Going forward, the iPad visitations are used anytime family cannot visit the patient in person. Non-medical staff, like social workers or patient liaisons, can facilitate it for cases in which the patient does not have an infectious disease. “iPad visitations will become part of the norm, a service that families will come to expect,” Schuman predicts.

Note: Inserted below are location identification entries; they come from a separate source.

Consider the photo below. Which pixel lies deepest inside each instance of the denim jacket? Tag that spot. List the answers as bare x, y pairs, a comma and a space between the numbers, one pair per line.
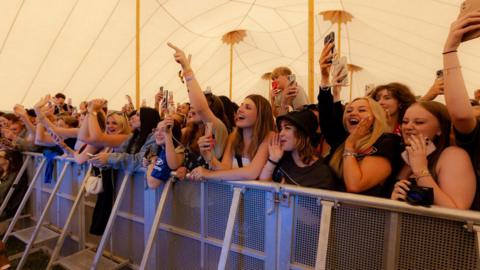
132, 162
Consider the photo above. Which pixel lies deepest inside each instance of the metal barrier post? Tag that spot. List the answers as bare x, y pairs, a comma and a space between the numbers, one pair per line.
154, 229
392, 243
285, 230
24, 201
203, 223
111, 220
227, 240
271, 215
14, 185
42, 216
322, 248
476, 229
64, 233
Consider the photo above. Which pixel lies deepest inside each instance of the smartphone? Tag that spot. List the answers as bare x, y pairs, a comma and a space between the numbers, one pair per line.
439, 73
330, 38
165, 100
340, 70
291, 79
208, 129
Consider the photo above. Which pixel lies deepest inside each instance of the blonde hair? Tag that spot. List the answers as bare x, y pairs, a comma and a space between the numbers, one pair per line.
285, 71
262, 127
121, 121
378, 128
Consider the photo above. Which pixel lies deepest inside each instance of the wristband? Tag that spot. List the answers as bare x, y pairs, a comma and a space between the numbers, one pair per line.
273, 162
423, 173
348, 153
447, 52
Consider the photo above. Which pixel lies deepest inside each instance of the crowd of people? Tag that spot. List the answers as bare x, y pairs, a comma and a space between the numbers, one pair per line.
381, 144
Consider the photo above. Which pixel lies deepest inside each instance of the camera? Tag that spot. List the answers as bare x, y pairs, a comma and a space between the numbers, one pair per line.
418, 195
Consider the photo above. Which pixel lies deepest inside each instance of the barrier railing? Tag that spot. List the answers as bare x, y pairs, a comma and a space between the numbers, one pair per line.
257, 225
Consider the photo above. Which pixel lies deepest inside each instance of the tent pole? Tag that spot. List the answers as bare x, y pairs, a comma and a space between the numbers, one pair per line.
351, 84
231, 70
311, 50
137, 56
339, 51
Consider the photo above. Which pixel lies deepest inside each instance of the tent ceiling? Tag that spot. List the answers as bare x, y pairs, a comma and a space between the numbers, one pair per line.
86, 48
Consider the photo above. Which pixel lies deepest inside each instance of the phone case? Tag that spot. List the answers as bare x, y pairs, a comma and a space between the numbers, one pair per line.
467, 7
208, 128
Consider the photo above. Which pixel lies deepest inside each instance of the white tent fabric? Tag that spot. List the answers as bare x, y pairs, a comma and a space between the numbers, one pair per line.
86, 48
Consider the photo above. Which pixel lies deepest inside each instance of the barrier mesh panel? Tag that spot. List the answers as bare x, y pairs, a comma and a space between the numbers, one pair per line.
235, 260
249, 229
182, 207
356, 238
177, 252
428, 243
307, 227
219, 198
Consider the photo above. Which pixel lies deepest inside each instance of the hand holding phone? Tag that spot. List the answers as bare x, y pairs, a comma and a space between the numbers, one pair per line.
340, 72
330, 38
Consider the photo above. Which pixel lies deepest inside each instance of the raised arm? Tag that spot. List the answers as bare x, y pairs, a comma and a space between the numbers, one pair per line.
456, 95
42, 112
195, 93
97, 136
249, 172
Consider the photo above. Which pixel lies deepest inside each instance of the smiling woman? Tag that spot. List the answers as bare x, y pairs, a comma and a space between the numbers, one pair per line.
363, 154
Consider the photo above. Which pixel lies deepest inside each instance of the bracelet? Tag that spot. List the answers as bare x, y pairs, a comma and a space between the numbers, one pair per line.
273, 162
348, 153
446, 70
325, 88
423, 173
447, 52
187, 72
189, 78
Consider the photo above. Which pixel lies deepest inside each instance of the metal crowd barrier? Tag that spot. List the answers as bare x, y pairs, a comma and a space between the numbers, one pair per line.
258, 225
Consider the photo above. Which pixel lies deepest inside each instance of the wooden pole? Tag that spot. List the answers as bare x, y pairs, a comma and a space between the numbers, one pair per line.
311, 50
339, 36
351, 84
231, 70
137, 56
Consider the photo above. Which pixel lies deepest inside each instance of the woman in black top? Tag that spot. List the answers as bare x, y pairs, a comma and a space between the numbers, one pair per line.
363, 154
292, 158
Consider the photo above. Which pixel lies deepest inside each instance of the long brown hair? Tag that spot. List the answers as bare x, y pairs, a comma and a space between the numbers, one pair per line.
262, 127
441, 141
379, 127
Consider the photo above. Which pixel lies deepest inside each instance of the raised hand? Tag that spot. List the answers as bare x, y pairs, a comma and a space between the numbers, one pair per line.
435, 90
206, 144
469, 22
19, 110
180, 57
361, 130
400, 190
326, 62
97, 104
42, 102
275, 149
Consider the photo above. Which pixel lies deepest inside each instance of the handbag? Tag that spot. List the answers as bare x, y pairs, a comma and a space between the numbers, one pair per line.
94, 184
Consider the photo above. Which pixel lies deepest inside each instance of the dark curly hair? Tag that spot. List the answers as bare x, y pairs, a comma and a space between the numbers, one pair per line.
400, 92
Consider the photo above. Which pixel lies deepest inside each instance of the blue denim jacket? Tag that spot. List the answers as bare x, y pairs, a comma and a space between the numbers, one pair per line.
132, 162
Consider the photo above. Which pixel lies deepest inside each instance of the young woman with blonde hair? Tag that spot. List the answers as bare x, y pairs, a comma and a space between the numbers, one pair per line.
363, 154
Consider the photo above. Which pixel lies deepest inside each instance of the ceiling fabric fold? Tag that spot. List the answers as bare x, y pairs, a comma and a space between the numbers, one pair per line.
86, 48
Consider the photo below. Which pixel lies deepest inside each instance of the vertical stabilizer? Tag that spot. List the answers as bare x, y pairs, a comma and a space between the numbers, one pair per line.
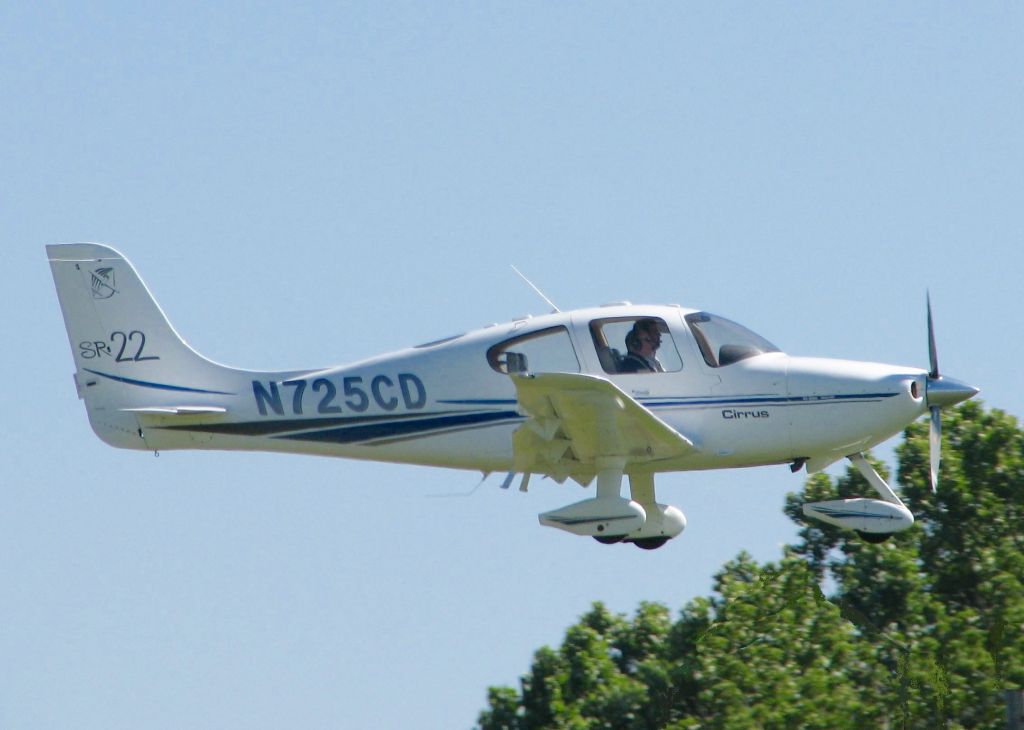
128, 357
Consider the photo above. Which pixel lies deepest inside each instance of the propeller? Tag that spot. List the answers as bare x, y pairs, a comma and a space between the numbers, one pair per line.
940, 391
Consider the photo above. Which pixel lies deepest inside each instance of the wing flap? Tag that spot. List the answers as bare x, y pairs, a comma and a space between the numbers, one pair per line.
576, 419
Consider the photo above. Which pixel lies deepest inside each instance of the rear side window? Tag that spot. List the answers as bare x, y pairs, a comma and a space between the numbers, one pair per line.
547, 350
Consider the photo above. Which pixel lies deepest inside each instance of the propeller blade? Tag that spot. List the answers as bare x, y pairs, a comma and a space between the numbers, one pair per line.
935, 444
933, 358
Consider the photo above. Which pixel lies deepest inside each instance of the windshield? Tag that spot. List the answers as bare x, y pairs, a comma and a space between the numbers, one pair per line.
724, 342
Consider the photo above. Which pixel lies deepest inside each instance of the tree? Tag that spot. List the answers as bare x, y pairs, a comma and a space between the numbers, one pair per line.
923, 631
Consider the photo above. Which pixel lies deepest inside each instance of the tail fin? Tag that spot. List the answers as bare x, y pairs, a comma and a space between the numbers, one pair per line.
129, 359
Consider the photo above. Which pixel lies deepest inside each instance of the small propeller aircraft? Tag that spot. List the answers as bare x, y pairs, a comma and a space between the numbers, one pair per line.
590, 395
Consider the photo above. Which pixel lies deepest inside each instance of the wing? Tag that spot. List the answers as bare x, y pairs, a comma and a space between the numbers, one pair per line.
574, 419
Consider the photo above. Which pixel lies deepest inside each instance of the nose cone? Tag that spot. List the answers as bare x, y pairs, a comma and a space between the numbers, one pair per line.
946, 391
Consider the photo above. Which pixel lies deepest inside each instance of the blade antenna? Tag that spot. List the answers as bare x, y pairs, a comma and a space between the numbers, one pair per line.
531, 286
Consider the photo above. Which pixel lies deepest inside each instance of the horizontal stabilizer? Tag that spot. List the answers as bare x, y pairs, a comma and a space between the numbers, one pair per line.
178, 410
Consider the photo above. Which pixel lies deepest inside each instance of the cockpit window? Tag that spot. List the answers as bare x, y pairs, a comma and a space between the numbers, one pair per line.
724, 342
635, 345
547, 350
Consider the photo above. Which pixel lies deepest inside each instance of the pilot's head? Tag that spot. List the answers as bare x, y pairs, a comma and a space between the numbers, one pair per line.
648, 337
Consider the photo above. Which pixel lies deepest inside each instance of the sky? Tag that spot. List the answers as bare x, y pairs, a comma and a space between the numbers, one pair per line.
307, 184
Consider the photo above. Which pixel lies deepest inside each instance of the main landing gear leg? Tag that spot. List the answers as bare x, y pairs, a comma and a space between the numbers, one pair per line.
609, 485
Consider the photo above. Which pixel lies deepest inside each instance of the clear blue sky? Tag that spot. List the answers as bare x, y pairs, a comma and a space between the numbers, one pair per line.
304, 185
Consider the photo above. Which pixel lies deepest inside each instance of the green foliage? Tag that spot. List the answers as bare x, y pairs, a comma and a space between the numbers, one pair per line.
923, 631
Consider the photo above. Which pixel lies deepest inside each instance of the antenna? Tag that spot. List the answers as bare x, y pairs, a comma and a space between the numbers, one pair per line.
551, 303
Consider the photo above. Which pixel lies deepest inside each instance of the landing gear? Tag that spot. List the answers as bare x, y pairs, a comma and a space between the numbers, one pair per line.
873, 538
649, 543
610, 518
873, 520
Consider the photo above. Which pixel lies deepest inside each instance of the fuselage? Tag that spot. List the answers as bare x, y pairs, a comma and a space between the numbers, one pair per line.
452, 402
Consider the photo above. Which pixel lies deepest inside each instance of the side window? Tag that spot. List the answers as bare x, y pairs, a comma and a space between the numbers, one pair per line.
542, 351
635, 345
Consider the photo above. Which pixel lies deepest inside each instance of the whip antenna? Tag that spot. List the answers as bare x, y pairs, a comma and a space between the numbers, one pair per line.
531, 286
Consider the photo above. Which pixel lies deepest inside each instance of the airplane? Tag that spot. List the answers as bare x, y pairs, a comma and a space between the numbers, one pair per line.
558, 395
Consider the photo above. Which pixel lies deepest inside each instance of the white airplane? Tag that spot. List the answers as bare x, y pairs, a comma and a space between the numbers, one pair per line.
559, 395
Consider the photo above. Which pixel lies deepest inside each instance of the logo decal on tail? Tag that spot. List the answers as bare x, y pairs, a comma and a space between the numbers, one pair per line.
102, 283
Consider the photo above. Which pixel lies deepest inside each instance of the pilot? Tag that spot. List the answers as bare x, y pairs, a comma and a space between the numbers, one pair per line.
641, 344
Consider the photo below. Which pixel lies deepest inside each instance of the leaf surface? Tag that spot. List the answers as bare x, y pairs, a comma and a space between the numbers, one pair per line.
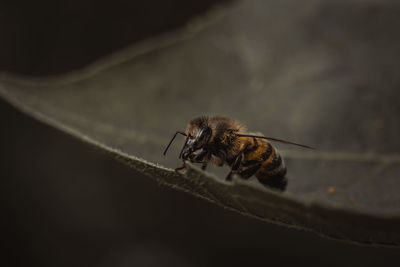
324, 74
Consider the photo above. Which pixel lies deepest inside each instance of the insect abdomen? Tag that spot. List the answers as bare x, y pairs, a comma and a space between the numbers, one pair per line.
268, 165
273, 170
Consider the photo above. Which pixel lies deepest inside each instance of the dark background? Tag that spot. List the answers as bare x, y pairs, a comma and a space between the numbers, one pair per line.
67, 204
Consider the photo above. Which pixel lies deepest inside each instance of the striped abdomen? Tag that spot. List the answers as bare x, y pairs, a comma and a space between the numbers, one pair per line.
268, 165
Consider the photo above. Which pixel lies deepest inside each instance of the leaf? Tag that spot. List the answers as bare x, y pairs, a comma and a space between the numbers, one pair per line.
322, 73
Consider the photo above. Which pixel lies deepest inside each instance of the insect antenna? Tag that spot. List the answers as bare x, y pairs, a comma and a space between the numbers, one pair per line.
274, 139
172, 139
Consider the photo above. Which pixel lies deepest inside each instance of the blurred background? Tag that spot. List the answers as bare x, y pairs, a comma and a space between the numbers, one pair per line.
65, 203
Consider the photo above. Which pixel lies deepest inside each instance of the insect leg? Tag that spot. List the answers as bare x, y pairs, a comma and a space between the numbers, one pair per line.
235, 166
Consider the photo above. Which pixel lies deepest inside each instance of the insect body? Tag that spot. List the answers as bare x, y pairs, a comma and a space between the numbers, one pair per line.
223, 141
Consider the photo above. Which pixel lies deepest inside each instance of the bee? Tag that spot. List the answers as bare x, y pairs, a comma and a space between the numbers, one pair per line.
220, 140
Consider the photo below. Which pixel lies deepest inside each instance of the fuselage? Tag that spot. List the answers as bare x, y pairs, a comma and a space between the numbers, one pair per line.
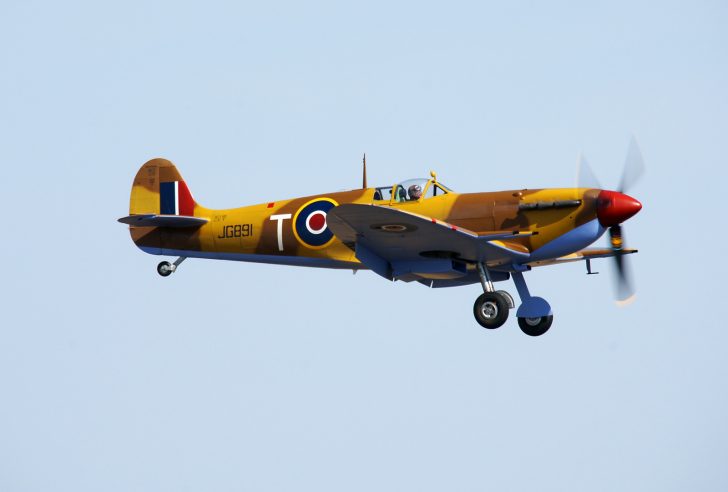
294, 231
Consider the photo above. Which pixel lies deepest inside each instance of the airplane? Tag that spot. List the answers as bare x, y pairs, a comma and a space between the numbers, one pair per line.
418, 230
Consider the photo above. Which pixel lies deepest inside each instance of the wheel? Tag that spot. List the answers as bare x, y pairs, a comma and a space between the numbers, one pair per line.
165, 269
491, 310
535, 327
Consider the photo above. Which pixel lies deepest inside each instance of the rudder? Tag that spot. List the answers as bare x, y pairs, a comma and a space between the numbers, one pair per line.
158, 188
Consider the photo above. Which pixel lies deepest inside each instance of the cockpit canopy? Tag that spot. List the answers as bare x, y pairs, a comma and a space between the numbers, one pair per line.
411, 190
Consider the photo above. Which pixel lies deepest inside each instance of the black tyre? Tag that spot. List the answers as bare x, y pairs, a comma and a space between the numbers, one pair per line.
490, 310
535, 327
164, 269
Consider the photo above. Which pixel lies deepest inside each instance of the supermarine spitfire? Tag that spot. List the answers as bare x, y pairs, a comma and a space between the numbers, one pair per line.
414, 231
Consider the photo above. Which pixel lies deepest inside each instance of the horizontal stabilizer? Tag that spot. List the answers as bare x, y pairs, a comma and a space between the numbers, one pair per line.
153, 220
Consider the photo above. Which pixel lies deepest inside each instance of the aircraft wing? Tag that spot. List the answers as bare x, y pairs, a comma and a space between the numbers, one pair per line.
391, 241
153, 220
584, 254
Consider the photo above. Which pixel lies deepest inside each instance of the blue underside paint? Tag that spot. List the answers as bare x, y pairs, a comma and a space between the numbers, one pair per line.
572, 241
271, 259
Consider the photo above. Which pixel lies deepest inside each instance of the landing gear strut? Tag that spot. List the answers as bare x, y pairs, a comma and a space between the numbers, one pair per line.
165, 268
491, 307
534, 313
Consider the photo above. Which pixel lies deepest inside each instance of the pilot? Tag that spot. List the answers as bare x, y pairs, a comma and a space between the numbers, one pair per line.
415, 192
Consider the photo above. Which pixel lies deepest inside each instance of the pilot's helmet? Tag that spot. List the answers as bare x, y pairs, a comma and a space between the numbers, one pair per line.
415, 192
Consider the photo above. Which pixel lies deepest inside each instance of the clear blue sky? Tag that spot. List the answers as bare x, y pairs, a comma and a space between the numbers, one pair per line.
233, 376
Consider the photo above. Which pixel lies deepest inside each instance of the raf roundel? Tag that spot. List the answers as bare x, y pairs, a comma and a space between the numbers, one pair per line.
309, 223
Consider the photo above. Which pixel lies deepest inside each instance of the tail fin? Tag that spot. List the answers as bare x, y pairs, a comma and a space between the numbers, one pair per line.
160, 190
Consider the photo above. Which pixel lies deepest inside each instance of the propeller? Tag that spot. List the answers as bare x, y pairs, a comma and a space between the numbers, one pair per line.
613, 208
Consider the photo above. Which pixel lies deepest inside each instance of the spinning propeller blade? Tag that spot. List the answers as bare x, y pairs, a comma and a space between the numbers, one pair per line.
625, 292
613, 208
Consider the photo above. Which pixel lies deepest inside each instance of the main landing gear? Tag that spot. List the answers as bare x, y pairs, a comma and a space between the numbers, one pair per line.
165, 268
491, 308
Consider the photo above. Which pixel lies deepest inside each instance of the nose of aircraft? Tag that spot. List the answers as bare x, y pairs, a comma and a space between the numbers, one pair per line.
614, 207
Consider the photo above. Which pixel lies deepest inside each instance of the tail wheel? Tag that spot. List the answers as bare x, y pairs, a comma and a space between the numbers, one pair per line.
491, 310
165, 269
535, 327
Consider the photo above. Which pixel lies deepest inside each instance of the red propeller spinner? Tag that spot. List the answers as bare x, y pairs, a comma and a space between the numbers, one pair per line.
614, 207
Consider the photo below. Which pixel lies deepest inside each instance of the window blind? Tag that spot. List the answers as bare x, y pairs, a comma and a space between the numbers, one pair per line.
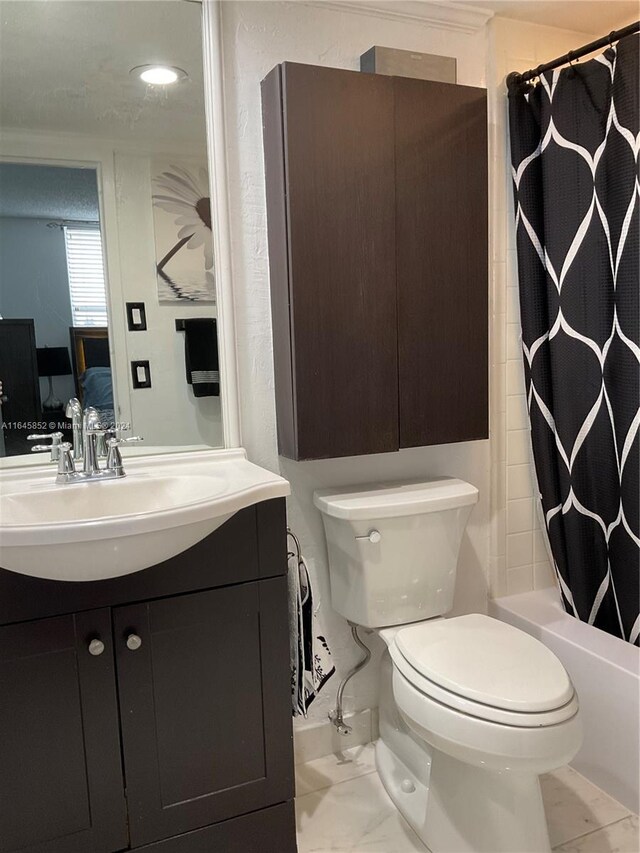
86, 276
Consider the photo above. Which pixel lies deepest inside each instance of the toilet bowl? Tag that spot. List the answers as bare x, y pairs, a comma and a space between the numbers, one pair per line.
472, 710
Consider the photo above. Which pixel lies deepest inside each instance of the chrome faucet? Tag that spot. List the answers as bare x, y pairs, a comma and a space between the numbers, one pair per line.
92, 437
90, 431
74, 411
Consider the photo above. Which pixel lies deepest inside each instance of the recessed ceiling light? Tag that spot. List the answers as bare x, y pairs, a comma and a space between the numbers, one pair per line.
159, 75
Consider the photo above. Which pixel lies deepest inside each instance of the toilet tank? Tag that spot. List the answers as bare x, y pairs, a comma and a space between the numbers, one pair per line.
393, 548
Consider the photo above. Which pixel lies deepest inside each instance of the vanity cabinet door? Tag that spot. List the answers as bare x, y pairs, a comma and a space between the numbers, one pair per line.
205, 706
61, 787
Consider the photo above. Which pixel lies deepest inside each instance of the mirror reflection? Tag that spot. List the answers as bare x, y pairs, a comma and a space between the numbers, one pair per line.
107, 280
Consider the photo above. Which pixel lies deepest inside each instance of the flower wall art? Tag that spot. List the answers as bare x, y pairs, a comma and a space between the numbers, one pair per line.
182, 225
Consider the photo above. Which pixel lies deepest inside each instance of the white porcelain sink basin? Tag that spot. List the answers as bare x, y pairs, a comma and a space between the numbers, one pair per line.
92, 531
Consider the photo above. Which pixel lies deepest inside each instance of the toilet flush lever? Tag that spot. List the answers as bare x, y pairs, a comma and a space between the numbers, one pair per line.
374, 536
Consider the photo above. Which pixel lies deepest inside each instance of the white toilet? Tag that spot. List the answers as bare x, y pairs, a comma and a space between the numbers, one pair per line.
472, 710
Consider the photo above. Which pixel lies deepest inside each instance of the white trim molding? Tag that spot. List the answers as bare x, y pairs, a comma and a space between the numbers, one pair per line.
217, 146
443, 14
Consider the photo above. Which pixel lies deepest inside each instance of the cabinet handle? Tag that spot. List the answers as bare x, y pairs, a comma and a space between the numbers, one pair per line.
96, 647
134, 642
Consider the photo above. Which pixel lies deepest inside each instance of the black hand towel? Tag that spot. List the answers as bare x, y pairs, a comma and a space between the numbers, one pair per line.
201, 356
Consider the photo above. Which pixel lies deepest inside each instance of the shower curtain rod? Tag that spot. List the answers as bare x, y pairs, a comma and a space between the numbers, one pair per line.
515, 78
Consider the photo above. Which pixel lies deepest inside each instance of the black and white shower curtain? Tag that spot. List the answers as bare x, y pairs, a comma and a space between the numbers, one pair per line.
574, 151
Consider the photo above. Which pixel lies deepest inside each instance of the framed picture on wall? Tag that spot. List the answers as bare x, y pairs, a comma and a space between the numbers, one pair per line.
182, 227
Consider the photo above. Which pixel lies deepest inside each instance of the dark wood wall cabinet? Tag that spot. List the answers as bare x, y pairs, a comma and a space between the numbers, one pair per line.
377, 217
152, 711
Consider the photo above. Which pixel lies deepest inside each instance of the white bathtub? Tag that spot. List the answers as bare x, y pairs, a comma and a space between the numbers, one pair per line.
606, 674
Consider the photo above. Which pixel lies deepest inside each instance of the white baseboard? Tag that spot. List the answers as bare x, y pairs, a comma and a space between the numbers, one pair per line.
318, 739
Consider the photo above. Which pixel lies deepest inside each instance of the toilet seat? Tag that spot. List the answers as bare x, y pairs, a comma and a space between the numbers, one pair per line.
486, 669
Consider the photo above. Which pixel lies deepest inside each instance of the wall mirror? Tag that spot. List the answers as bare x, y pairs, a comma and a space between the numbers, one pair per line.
107, 279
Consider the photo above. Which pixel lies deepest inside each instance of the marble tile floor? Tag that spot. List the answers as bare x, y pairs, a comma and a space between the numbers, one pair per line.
341, 806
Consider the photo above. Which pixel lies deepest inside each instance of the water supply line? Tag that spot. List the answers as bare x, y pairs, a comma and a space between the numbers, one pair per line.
336, 716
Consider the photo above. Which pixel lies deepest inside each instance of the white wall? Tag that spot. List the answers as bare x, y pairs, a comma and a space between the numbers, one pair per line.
257, 36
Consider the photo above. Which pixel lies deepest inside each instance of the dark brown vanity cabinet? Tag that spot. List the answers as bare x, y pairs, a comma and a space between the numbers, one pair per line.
377, 218
160, 724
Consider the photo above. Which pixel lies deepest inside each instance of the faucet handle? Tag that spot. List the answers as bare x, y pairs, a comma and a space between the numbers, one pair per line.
114, 459
54, 447
66, 465
73, 408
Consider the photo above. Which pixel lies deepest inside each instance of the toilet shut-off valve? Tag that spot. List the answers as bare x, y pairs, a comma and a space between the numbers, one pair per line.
336, 716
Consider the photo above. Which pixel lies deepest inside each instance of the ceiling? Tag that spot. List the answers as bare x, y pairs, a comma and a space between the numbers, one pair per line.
64, 67
595, 17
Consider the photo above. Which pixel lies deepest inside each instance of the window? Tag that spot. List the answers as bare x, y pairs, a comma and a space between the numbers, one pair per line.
86, 276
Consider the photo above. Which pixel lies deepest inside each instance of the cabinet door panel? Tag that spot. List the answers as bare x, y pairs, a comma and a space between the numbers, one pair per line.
204, 738
336, 277
61, 787
442, 252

It shifts substituted decision-making from simply family members who are geographically nearby to family members who are most informed and invested, regardless of distance. “There are psychosocial benefits for the patient and their family and better informed decision-making,” Schuman adds.

Remote communication removes barriers for families who cannot be present at the bedside due to work, transportation, or geographic location, says Leslie M. Whetstine, PhD, a bioethicist at Aultman Hospital in Canton, OH, and a professor of philosophy at Walsh University. Often, a single point person is responsible for sharing medical updates concerning a loved one across their extended family. “In such a scenario, a physician who uses remote communication could present information to many family members at once and answer questions in real time,” Whetstine says.

At Houston Methodist Hospital, the iPad visitations allow clinicians to see the family standing behind the patient. “The family sees the team of experts working hard to help their loved one,” Schuman says. “It humanizes both sides.”

REFERENCE

  1. Ersek M, Smith D, Griffin H, et al. End-of-life care in the time of COVID-19: Communication matters more than ever. J Pain Symptom Manage 2021 Jan 5;S0885-3924(20)30975-1. doi: 10.1016/j.jpainsymman.2020.12.024. [Online ahead of print].